A teenager just rolled into Hacker News with a 427-page book about breaking passwords on your own device, saying he spent four years mastering the craft and turning his notes into a full guide. And yes, the community’s first reaction was basically: wow, that’s an absurd amount of work. Several commenters were openly impressed that someone started this journey at 14, kept updating the material as the field changed, and actually finished a book before most people finish a side project.
But this is the internet, so the applause came with side-eye. One reader praised the book’s accuracy, then gently twisted the knife by saying parts felt too wordy—including a section explaining what a password is, which is the kind of feedback that sounds polite and devastating at the same time. Another mini-drama popped up over the promo video: one commenter immediately asked why it was on Google Drive instead of YouTube, which is such a classic comment-section move—less “tell me more about the book,” more “sir, explain your posting choices.”
The vibe overall was supportive, but with strong nerd energy: people wanted details on self-publishing, diagrams, and whether the book says anything new about so-called “mask attacks,” a method for guessing likely password patterns. In other words, the crowd didn’t just clap—they pulled up chairs, opened notebooks, and started grading the homework. The result? A debut that got respect, scrutiny, and a little platform-policing drama all at once.
Key Points
- •Bojta Lepenye says he spent four years, from age 14 to 18, studying offline password cracking with Hashcat and related tools.

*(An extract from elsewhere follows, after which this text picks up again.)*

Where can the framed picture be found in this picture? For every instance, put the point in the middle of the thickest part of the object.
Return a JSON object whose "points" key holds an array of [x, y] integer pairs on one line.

- •He states that this work became his first book, with documentation beginning on January 18, 2022.
- •The author says he repeatedly revised the book as the field evolved, including changes caused by GPU support for Argon2 and other memory-hard password hashing algorithms.
- •He says the project was motivated in part by an authorized penetration test at his school and by the lack of a single comprehensive source on offline password cracking.
- •The book is described as covering password hashing algorithms, hash-function security properties, advanced cracking techniques, password analysis, and attack optimization, and it is available on Amazon with Kindle Unlimited access.